30 420 Emancipatiebeleid

29 544 Arbeidsmarktbeleid

Nr. 294 BRIEF VAN DE MINISTERS VAN ONDERWIJS, CULTUUR EN WETENSCHAP EN VAN SOCIALE ZAKEN EN WERKGELEGENHEID

Aan de Voorzitter van de Tweede Kamer der Staten-Generaal

Den Haag, 12 september 2018

Inleiding

In september 2016 verscheen het rapport Power of Parity, een studie van McKinsey Global Institute. Naar aanleiding daarvan zijn er door McKinsey specifieke landenrapporten opgesteld, waaronder bijgaande studie voor Nederland1.

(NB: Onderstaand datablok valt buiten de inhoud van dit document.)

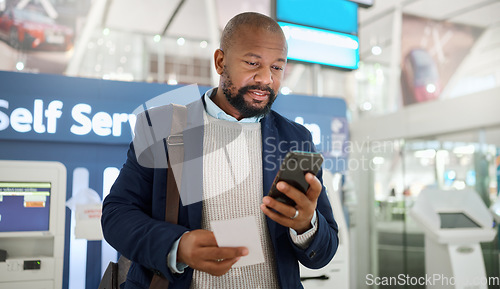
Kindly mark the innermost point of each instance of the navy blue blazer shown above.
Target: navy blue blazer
(134, 211)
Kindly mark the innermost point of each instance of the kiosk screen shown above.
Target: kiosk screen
(24, 206)
(456, 220)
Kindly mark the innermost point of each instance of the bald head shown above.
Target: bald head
(250, 20)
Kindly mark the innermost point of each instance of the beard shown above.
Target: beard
(237, 100)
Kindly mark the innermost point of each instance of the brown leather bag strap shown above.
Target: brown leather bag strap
(175, 146)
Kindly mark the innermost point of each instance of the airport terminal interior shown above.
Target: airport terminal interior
(402, 97)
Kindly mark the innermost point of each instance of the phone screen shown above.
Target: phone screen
(293, 170)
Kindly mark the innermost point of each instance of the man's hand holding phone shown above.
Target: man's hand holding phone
(294, 194)
(305, 205)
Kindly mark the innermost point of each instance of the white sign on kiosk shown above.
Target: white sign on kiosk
(454, 223)
(32, 220)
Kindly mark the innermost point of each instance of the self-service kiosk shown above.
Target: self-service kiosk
(454, 223)
(32, 218)
(336, 273)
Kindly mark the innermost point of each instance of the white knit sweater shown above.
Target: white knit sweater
(232, 188)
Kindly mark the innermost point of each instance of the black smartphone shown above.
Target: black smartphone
(293, 170)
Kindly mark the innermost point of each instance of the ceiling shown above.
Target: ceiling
(188, 18)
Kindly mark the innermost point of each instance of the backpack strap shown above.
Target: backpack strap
(175, 147)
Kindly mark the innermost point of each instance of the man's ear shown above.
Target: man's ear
(219, 61)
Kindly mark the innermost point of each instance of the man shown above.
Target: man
(250, 61)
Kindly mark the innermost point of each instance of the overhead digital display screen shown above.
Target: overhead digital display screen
(336, 15)
(321, 46)
(24, 206)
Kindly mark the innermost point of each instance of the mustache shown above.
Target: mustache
(245, 89)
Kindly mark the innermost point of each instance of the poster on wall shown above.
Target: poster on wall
(38, 36)
(431, 51)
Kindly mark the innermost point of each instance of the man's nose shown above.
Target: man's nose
(264, 76)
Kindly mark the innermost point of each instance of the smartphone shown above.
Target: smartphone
(293, 170)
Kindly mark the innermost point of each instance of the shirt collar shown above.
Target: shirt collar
(214, 111)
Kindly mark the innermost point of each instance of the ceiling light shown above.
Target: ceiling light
(431, 88)
(376, 50)
(428, 154)
(378, 160)
(20, 65)
(367, 106)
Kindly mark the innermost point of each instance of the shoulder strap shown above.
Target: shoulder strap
(175, 147)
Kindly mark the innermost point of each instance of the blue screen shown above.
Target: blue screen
(321, 46)
(24, 206)
(337, 15)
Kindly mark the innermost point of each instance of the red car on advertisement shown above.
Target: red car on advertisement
(32, 29)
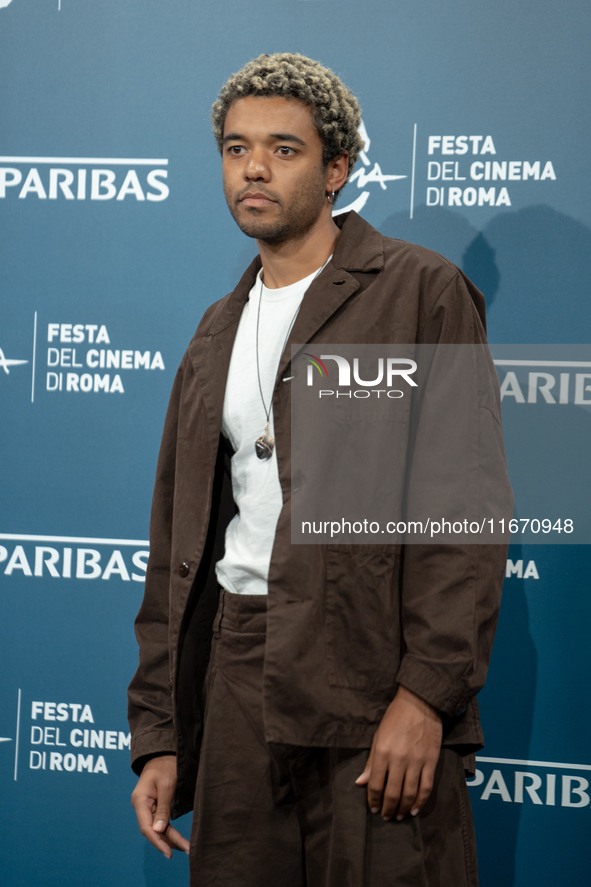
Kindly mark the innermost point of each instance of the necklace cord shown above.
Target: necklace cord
(268, 411)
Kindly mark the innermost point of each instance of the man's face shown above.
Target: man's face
(274, 177)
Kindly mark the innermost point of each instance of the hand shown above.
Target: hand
(151, 800)
(404, 753)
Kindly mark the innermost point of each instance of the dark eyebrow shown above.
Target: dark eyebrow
(286, 137)
(276, 136)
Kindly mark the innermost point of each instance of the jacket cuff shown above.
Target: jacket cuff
(426, 682)
(151, 744)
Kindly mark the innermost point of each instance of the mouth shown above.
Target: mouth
(256, 199)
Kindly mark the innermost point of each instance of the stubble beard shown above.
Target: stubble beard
(293, 221)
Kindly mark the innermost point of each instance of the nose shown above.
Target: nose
(257, 169)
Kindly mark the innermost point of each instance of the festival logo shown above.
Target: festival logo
(365, 176)
(7, 362)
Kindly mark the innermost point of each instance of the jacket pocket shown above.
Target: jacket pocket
(362, 616)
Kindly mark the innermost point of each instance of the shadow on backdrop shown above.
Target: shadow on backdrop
(507, 708)
(544, 260)
(533, 266)
(451, 235)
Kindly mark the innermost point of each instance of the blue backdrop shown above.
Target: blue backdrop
(115, 238)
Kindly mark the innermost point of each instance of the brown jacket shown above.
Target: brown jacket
(334, 656)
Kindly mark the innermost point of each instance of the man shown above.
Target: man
(321, 740)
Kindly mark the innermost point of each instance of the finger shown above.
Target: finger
(176, 840)
(363, 778)
(392, 791)
(145, 819)
(425, 789)
(375, 785)
(408, 794)
(161, 815)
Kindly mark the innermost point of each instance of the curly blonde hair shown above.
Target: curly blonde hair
(335, 110)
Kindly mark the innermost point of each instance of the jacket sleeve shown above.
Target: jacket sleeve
(451, 593)
(150, 693)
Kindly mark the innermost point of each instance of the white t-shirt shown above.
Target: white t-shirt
(244, 569)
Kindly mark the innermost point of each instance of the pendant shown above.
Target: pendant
(264, 445)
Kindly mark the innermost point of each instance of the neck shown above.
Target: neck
(285, 263)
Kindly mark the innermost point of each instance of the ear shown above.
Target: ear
(337, 171)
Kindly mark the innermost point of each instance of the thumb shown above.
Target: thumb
(363, 779)
(162, 815)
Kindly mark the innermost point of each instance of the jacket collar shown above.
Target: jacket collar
(359, 248)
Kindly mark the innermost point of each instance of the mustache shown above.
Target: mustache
(257, 190)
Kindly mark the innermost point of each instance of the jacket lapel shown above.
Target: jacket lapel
(359, 248)
(210, 354)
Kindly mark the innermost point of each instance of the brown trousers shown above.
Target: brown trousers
(271, 815)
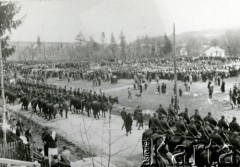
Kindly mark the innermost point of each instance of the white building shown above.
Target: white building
(215, 52)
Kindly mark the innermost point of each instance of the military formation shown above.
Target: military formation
(51, 99)
(206, 140)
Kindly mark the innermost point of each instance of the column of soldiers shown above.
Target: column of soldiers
(54, 93)
(196, 126)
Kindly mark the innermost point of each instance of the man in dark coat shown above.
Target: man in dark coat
(123, 115)
(140, 120)
(45, 136)
(185, 115)
(20, 125)
(216, 138)
(193, 129)
(180, 126)
(234, 126)
(152, 120)
(140, 88)
(128, 124)
(222, 124)
(163, 125)
(198, 119)
(223, 86)
(161, 110)
(180, 92)
(212, 122)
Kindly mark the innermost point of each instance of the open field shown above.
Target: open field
(93, 135)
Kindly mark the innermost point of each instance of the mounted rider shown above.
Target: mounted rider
(181, 127)
(222, 124)
(212, 122)
(185, 115)
(234, 126)
(198, 119)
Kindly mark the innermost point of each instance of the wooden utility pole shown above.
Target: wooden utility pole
(175, 68)
(4, 125)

McKinsey hanteert bij deze studie een nieuwe integrale benadering van emancipatie waarbij de invalshoek wordt verbreed: naast de gelijke rechten invalshoek schetst de studie ook een economische benadering van achterblijvende positie van vrouwen. Dat levert een rijk handelingsperspectief op, omdat het inzoomt op het wegnemen van barrières en daar de financiële aspecten en mogelijkheden van in kaart brengt.

Het beeld voor Nederland

McKinsey schetst een helder beeld van hoe het ervoor staat qua gelijkheid tussen mannen en vrouwen. Daarbij besteden ze veel aandacht aan de situatie op de arbeidsmarkt.

Om te beginnen is er de positieve kant: Nederland heeft een hoge participatie van vrouwen en weet dus te bereiken dat voor de meeste vrouwen de stap naar de arbeidsmarkt bereikbaar is. Tegelijk laat McKinsey duidelijk zien dat er ook nadelen verbonden zijn aan de Nederlandse situatie:

  • Veel vrouwen zijn – ook als ze werken – niet economisch of financieel zelfstandig. Dat komt doordat ze vaak in kleine deeltijdbanen werken. Dat maakt hen kwetsbaar.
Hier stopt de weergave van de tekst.